Department of Cultural Affairs NYCulture City of New York Department of Cultural Affairs NYCulture City of New York

About Cultural Affairs

1869 - 1964   |  1965 - 1980  |  1982 - 1995  |  1998 - 2007

1869 -   A Group of Private Citizens
proposes a unique idea: New York City should construct and maintain a building for a museum of natural history, while a private board should build the collections and operate the institution. The City’s farsighted leadership agrees with the proposition and partners with the private sector to create what is today the American Museum of Natural History. By the end of the 19th century, this same model gives rise to The Metropolitan Museum of Art, The Staten Island Institute of Arts and Sciences, The New York Botanical Garden, and the Bronx Zoo.

1898 -   The Art Commission
is created, an 11-member panel that reviews permanent works of art, architecture and landscape architecture proposed for City-owned property.

1934 -   Mayor Fiorello La Guardia
appoints a Municipal Art Committee to advise City government on ways to stimulate New York’s cultural life during the hardships of the Great Depression. The Committee uses funds from the Works Progress Administration, the emergency Relief Bureau, and a number of foundations.

1943 -   Mayor Fiorella La Guardia
and other City officials join with a number of prominent New Yorkers to create the City Center of Music and Drama as a municipal theater offering “hundreds of thousands of people...the opportunity of hearing the best [in music and drama] at prices they could afford.” The New York City Ballet and the New York City Opera both eventually became constituent organizations of City Center Theater.
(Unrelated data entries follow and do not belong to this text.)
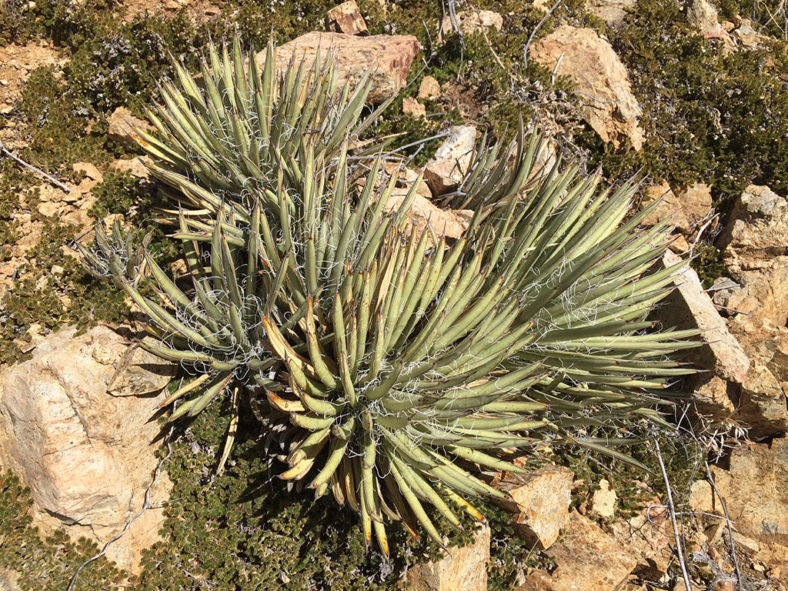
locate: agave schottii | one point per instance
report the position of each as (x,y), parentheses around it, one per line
(398,365)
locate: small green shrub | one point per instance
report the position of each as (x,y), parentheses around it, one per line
(45,565)
(391,367)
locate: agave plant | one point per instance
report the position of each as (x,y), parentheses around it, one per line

1959 -   The Handel Medallion,
the highest award bestowed by New York City to individuals for their contributions to the City’s intellectual and cultural life, is created to mark the 200th anniversary of the death of George Handel.

1960 -   Carnegie Hall
narrowly escapes demolition when the City purchases it in 1960.

City funds finance the construction of the Delacorte Theater in Central Park, home to Joseph Papp’s New York Shakespeare Festival, providing free theater performances. At this time, the City also initiates program funding in the amount of $60,000.

1962 -   Office of Cultural Affairs
(OCA) is created by Mayor Robert F. Wagner and Robert W. Dowling to promote and stimulate the cultural life of the City. Dowling is selected to fill the unsalaried position of Cultural Executive. A six-member staff is paid through the Mayor’s office.

1964 -   OCA Receives
its first City-appropriated operating budget and program funds, totaling $100,020. City support for cultural programming is made available for free school concerts of the Brooklyn Philharmonia (now the Brooklyn Philharmonic) and the outdoor summer performances of the Metropolitan Opera, and Prospect Park Summer Theater.